Other Executive Officers

Under Messrs. Lyle’s and Bridges’ respective Amended and Restated Change of Control Agreements with the Company, each of Messrs. Lyle and Bridges is entitled to receive the following compensation in the event of either a termination without cause or resignation for good reason within 12 months following a change of control, conditioned upon their execution of a full general release of all claims against the Company and continued compliance with their other post-termination obligations to the Company:

 

   

cash severance equal to 12 months’ base salary to be paid in a lump sum;

 

   

accelerated vesting of stock options and other equity awards that would have vested during the 24 months following the termination date (such acceleration will apply to options or awards subject to performance-based or milestone-based vesting only if absent such acceleration provision the relevant performance measure or milestone was required to be satisfied within such 24 month period for such vesting to occur); and

 

   

payment of premiums for medical, dental and vision benefits for six months after termination.

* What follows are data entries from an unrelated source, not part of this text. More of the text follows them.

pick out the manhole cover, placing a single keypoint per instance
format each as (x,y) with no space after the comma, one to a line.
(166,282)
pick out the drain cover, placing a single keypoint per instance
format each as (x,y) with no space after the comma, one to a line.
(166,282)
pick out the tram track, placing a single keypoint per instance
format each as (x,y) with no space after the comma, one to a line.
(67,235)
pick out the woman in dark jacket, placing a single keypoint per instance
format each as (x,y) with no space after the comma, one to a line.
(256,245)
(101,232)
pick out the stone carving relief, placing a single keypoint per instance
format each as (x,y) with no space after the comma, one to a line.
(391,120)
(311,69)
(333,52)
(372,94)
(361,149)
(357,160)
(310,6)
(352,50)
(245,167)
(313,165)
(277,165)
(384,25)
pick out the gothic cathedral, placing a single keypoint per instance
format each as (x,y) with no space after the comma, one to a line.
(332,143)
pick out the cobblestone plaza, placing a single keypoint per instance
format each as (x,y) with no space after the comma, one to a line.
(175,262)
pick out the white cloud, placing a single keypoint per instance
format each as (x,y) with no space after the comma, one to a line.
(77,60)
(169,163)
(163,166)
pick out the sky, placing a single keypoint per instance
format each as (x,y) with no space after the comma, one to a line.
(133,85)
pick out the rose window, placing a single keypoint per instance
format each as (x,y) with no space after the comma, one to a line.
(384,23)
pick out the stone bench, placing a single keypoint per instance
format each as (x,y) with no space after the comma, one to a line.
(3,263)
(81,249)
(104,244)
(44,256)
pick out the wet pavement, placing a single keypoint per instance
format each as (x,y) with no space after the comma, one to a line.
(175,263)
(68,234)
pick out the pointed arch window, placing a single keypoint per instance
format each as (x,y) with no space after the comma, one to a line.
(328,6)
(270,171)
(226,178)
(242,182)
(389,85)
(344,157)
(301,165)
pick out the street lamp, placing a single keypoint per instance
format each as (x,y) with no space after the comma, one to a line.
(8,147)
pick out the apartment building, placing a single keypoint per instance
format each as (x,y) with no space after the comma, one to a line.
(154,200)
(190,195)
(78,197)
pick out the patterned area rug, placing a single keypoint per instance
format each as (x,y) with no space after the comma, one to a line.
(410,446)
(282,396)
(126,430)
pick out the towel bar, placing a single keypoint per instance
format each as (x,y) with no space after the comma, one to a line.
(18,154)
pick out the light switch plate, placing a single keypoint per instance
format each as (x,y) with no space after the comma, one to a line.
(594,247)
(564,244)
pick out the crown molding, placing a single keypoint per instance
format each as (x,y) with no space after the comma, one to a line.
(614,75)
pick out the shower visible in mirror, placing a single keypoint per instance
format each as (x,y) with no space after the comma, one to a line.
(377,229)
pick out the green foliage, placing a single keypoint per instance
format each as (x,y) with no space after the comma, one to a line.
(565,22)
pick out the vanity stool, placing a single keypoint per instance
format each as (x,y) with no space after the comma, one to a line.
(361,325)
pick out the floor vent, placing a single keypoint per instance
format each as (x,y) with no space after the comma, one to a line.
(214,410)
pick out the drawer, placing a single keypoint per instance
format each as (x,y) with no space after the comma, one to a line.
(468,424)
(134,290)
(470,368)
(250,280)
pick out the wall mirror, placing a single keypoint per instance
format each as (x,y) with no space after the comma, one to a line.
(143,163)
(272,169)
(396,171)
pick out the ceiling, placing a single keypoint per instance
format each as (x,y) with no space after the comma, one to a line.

Copies of Messrs. Lyle’s and Bridges’ Amended and Restated Change of Control Agreements with the Company are attached hereto as Exhibits 99.2 and 99.3, respectively, and incorporated by reference herein.

 

Item 9.01 Financial Statements and Exhibits.

(d) Exhibits

 

Number

 

Description

99.1   Amended and Restated Executive Employment Agreement dated December 7, 2009 by and between the Registrant and Patrick Henry.
99.2   Amended and Restated Change of Control Agreement dated December 7, 2009 by and between the Registrant and David Lyle.
99.3   Amended and Restated Change of Control Agreement dated December 7, 2009 by and between the Registrant and Lance Bridges.


SIGNATURES

Pursuant to the requirements of the Securities Exchange Act of 1934, the registrant has duly caused this report to be signed on its behalf by the undersigned hereto duly authorized.

 

        ENTROPIC COMMUNICATIONS, INC.
Dated: December 7, 2009     By:  

/s/    LANCE W. BRIDGES         

      Lance W. Bridges, Esq.
      Vice President and General Counsel


EXHIBIT INDEX

 

Number

 

Description

99.1   Amended and Restated Executive Employment Agreement dated December 7, 2009 by and between the Registrant and Patrick Henry.
99.2   Amended and Restated Change of Control Agreement dated December 7, 2009 by and between the Registrant and David Lyle.
99.3   Amended and Restated Change of Control Agreement dated December 7, 2009 by and between the Registrant and Lance Bridges.